²Department of Gynecology and Obstetrics, University of Regensburg, Franz-Josef-Strauß-Allee 11, D-93053 Regensburg, Germany

³Institute of Pathology, University of Erlangen, Krankenhausstr. 12, 91054 Erlangen, Germany

author email corresponding author email

Breast Cancer Research 2009, 11:R50doi:10.1186/bcr2339


Published:	22 July 2009

Abstract

Introduction

HER2 overexpression, or rather HER2 gene amplification, is indicative for Herceptin therapy in both metastatic and pre-metastatic breast cancer patients. Patient's individual sensitivity to Herceptin treatment, however, varies enormously and spans from effectual responsiveness over acquired insensitivity to complete resistance from the outset. Thus no predictive information can be deduced from HER2 determination so that molecular biomarkers indicative for Herceptin sensitivity or resistance need to be identified. Both ErbB receptor-dependent signalling molecules as well as HER2-related ErbB receptor tyrosine kinases, known to mutually interact and to cross-regulate each other are prime candidates to be involved in cellular susceptibility to Herceptin.

Methods

Using immunohistochemistry and fluorescence in situ hybridisation, we retrospectively investigated primary breast cancer tissues from 48 patients who were under Herceptin treatment.
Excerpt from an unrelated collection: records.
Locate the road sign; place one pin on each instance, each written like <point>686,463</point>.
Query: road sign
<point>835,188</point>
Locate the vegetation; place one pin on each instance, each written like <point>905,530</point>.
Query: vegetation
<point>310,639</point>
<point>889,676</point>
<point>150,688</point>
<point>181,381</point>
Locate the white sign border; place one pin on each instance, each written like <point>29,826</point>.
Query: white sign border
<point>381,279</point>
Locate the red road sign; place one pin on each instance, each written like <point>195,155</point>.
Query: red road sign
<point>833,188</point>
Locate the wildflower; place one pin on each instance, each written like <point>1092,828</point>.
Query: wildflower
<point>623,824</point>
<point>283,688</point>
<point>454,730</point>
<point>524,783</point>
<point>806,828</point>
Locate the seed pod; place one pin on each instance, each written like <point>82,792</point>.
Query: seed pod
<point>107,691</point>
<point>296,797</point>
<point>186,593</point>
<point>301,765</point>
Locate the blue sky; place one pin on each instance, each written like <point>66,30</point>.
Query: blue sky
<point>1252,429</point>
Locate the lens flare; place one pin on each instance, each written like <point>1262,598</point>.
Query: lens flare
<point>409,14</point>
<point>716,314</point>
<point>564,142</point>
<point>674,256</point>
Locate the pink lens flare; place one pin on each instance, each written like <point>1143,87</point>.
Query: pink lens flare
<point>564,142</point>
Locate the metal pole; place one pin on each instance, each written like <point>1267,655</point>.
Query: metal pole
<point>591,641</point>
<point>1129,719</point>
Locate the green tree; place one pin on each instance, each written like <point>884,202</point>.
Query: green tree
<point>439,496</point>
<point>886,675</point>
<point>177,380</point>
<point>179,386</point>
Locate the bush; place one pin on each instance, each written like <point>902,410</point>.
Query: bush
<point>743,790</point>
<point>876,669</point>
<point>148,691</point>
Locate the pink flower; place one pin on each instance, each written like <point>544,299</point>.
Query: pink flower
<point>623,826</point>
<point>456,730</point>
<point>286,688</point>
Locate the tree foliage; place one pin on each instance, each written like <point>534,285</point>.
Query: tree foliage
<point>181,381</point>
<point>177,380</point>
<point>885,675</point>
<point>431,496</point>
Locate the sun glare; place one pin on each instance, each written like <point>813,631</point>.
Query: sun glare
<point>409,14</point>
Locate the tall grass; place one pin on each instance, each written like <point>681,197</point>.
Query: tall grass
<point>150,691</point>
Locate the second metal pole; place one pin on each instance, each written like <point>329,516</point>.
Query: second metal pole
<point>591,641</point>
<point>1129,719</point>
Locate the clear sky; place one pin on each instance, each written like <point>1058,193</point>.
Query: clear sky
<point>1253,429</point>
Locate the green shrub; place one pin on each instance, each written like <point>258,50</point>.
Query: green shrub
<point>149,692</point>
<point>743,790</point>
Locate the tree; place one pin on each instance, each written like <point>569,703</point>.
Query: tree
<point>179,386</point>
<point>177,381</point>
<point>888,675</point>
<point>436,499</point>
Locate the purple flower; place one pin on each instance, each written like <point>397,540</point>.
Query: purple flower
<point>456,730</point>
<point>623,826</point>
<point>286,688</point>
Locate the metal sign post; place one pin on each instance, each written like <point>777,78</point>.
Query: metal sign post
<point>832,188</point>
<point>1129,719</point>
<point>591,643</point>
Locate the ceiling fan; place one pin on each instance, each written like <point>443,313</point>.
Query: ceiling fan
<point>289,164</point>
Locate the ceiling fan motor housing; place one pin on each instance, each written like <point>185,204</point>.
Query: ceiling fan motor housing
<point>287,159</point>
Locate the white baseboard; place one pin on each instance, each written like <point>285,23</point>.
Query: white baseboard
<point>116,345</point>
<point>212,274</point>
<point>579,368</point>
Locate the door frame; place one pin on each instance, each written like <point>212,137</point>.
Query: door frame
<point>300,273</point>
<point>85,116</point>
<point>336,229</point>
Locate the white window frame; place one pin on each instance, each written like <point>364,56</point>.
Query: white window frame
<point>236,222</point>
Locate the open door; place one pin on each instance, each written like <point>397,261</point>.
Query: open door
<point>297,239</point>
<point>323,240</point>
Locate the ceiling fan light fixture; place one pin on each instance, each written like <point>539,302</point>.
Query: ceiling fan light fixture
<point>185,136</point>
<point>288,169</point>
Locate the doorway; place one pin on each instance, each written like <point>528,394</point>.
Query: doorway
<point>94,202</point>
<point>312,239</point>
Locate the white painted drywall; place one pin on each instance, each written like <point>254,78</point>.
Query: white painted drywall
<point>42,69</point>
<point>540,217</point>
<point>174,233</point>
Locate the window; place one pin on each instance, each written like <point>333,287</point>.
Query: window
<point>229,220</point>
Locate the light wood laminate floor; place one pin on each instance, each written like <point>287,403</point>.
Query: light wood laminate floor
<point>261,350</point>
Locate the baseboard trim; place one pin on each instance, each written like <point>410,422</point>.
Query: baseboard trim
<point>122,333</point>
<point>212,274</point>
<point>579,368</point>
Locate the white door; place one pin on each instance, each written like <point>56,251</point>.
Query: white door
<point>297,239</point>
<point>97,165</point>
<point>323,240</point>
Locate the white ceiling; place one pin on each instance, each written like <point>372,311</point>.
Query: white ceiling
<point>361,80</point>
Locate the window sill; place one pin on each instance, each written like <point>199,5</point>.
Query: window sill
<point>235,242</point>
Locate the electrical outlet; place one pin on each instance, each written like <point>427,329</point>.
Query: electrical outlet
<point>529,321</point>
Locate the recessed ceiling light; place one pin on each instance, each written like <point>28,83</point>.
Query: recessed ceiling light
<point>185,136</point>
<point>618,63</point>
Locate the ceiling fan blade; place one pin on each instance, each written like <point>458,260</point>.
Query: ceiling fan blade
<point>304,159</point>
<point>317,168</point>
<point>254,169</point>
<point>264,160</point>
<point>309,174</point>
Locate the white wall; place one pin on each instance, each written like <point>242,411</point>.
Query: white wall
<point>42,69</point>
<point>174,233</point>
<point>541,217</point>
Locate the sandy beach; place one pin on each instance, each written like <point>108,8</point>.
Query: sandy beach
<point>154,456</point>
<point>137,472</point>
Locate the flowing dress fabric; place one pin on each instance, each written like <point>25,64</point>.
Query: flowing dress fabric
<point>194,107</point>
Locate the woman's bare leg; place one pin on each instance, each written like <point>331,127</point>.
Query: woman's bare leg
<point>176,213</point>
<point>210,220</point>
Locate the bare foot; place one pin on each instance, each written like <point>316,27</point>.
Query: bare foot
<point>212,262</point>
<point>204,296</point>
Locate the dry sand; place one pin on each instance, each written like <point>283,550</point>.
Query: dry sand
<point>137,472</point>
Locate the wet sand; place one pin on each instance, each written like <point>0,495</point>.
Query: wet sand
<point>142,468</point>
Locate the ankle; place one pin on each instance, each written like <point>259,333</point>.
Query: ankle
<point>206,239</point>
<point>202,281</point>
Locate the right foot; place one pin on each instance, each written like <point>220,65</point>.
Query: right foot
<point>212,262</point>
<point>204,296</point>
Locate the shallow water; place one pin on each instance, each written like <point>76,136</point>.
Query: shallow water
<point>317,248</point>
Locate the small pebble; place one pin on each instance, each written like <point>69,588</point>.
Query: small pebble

We quantified the gene copy numbers of all HER receptors and evaluated their coexpression profile. Moreover the HER2 phosphorylation state, the ratio of native to truncated HER2, p27(kip1) and PTEN expression were objects of this study.

Results

Above all markers investigated in this study Kaplan-Meier and Cox regression analysis revealed a significant positive impact of HER4 (co-)expression on overall survival from beginning of antibody therapy. Both HER4 expression and HER4 gene amplification emerged as independent prognostic markers in Herceptin-treated breast cancer patients and responsiveness to Herceptin turned out to be more efficient if tumour cells show HER4 expression.

Conclusions

Although HER4 is known to potentially exert a tumour cell killing activity and in turn to have a favourable impact in breast cancer patients we demonstrate here the first time that HER4 expression prolongs overall survival in Herceptin-treated patients. Elucidating HER4 receptor function in the context of Herceptin treatment will advance the design of highly efficient receptor targeting. By then we need to extend the analysis of breast cancer by allowing for HER2/HER4 coexpression by which valuable additional prognostic and predictive information might possibly be revealed.